On its own, that would be a terrible result for Mr. Icahn. But Microsoft still threw this last line into its press release to keep people guessing: “Microsoft is not proposing to make a new bid to acquire all of Yahoo at this time, but reserves the right to reconsider that alternative depending on future developments.”
Mr. Icahn would not comment about Microsoft or Yahoo for this article.
By Mr. Icahn’s pragmatic thinking, it is hard to believe that Mr. Ballmer, who has coveted Yahoo for years, will suddenly spurn it now, especially if Mr. Icahn can deliver Yahoo on a silver platter. But if Mr. Ballmer wanted Yahoo so badly, why wouldn’t he have bought it already?
Mr. Icahn may be on the right side of this fight, but it is still unclear that he will win the proxy fight – or raise the share price, which he cares about more.
Yes, most investors agree that Yahoo should have sold itself to Microsoft in the first place. Most analysts agree that all the side deals in the world with Google, AOL or even Microsoft will not get Yahoo’s stock anywhere near the $33 a share that Microsoft offered before walking away.
But the question is, what happens if Mr. Icahn can’t sell Yahoo to Microsoft before the actual proxy vote on July 3, just a little over a month away?
Mr. Icahn could struggle to throw out Yahoo’s entire board. That would be the equivalent of giving him control of the company for no premium. Of course, he can always reduce his slate at the 11th hour or try to reach a settlement with Yahoo to get some board seats.

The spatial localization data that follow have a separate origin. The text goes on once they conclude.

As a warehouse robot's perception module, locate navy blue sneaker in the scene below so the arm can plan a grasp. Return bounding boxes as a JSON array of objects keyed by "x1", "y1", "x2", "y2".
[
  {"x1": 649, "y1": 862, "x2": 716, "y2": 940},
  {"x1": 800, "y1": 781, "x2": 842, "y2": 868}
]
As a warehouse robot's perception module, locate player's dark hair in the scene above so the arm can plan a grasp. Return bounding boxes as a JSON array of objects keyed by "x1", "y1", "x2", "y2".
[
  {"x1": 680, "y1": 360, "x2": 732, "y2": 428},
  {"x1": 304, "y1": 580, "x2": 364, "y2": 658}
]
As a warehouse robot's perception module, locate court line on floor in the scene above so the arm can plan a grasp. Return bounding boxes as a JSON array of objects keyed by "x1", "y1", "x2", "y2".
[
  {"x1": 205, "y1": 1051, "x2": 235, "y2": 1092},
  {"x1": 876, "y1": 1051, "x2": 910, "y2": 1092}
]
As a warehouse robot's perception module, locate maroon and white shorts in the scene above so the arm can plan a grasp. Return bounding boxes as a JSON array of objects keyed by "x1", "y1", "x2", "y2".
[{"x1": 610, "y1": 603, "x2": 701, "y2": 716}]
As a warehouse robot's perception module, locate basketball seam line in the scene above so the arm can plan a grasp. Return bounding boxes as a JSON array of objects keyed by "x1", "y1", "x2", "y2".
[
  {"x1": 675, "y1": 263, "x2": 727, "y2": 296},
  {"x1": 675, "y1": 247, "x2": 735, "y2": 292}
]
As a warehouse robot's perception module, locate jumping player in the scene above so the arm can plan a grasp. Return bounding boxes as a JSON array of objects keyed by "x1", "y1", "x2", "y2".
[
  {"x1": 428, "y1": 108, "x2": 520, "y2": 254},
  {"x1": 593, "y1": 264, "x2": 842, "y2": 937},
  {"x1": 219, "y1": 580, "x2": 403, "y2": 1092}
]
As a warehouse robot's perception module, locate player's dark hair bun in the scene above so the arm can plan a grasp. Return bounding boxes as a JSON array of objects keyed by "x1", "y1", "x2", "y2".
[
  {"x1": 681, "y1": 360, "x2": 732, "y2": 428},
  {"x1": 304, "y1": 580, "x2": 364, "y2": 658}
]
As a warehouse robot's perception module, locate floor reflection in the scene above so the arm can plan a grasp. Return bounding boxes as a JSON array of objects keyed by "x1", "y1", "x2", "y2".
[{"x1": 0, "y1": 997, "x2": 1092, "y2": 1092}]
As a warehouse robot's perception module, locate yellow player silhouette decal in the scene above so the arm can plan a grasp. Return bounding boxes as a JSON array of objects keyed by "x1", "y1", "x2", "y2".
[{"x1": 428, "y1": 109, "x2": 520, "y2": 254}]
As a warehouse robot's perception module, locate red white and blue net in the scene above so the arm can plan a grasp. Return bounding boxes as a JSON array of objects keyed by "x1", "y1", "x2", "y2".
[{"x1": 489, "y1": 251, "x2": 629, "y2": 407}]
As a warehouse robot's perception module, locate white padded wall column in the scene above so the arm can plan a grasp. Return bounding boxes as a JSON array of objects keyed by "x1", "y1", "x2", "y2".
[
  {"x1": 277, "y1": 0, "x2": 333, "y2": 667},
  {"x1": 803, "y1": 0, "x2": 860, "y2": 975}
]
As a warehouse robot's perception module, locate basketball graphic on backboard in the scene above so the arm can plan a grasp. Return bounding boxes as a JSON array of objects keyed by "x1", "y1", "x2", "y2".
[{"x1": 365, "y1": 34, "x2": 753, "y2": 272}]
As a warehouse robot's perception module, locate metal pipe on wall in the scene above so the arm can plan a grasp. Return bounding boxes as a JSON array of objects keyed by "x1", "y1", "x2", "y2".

But at that point, it may be too late.
And will shareholders really want Mr. Icahn running a company that he himself doesn’t want to run?
Activists like Mr. Icahn may be great at making money by flipping companies, but they are less great at operating them. (Just witness his problems at Blockbuster.)
The irony is that Mr. Bebchuk, who Mr. Icahn is nominating for Yahoo’s board, wrote a paper in 2001 with the following conclusion: “Proxy fights unaccompanied by an acquisition often suffer from substantial shortcomings that limit the use of such contests in practice.”
But then again, betting against Mr. Icahn has never been pragmatic.